Di sisi lain, Rini Rindawati dari Women Disability Crisis Center (WDCC) SAPDA mengungkapkan pelatihan ini tidak luput dari tantangan dan hambatan. Ia tidak menampik bahwa isu disabilitas adalah hal yang baru bagi aparatur PTUN, sehingga peserta mungkin masih tertukar-tukar dalam mengidentifikasi ragam disabilitas.

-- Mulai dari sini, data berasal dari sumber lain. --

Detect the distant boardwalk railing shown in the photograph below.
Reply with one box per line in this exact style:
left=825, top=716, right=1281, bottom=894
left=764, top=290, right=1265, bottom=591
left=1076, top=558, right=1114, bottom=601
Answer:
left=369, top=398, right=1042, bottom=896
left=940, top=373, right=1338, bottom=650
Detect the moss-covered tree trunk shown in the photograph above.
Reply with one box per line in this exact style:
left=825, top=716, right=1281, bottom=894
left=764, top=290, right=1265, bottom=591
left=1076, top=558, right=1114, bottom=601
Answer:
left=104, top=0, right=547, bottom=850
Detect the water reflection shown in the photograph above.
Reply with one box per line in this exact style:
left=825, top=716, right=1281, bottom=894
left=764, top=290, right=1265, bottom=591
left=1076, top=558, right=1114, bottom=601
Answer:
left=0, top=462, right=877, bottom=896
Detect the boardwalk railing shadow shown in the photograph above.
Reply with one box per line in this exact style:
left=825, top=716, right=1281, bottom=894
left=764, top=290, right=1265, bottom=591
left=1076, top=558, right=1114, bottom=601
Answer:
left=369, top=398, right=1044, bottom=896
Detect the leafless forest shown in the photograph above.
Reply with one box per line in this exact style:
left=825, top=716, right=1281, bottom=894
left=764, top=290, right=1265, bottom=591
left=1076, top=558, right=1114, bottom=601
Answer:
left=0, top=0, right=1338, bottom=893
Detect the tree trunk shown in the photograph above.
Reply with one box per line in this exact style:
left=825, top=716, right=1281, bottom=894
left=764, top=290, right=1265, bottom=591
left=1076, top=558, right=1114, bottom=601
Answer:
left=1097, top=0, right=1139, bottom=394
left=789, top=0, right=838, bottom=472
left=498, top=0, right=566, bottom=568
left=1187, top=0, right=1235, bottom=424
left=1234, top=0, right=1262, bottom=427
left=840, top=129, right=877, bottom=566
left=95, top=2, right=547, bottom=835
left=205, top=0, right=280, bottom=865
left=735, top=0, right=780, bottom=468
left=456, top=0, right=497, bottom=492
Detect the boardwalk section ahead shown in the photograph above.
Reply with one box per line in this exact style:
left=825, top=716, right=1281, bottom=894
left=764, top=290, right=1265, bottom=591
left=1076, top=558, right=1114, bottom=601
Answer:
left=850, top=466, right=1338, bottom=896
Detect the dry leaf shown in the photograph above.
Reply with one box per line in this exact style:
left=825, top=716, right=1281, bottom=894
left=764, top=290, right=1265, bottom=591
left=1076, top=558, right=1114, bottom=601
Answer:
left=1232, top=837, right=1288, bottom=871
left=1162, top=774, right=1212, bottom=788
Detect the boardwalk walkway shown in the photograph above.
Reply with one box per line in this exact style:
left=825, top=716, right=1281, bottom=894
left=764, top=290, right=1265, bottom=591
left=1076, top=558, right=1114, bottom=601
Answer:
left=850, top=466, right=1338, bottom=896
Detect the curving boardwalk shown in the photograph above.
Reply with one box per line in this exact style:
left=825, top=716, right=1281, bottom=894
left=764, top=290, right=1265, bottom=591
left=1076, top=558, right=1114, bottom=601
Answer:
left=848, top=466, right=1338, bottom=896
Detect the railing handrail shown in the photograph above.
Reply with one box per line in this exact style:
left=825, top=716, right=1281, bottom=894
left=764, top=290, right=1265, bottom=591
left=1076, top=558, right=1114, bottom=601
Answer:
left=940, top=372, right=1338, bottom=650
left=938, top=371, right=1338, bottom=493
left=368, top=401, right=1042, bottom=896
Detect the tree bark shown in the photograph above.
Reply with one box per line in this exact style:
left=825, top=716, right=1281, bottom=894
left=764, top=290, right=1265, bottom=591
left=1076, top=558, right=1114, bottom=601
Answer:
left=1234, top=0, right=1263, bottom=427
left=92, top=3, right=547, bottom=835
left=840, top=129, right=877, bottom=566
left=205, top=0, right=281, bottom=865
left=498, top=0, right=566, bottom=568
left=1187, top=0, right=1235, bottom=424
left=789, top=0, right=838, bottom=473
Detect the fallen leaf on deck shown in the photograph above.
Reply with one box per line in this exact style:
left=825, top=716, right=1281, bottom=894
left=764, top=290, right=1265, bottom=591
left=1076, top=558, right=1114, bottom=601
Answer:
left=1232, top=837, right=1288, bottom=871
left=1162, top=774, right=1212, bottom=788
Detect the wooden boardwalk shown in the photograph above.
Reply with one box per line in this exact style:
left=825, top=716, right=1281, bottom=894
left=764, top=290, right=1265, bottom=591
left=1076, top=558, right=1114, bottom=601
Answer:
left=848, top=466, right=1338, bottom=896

“Peserta juga belum memahami kebutuhan khusus penyandang disabilitas sesuai sub ragam. Dari satu ragam, masih ada kekhususan lain yang berbeda-beda meskipun ragam disabilitasnya sama. Bisa jadi disabilitas fisik cerebral palsy dengan disabilitas fisik polio berbeda kebutuhannya. Dengan orang mini juga berbeda,” kata Rini ketika mempresentasikan laporan hasil pelatihan.
Pelatihan isu disabilitas ini merupakan bagian dari upaya advokasi SAPDA dalam mendorong peradilan yang inklusif dan mendukung pemenuhan hak perempuan dan anak penyandang disabilitas berhadapan dengan hukum. Kegiatan ini terselenggara atas dukungan pendanaan dari Pemerintah Australia melalui program Australia-Indonesia Partnership for Justice 2 (AIPJ2).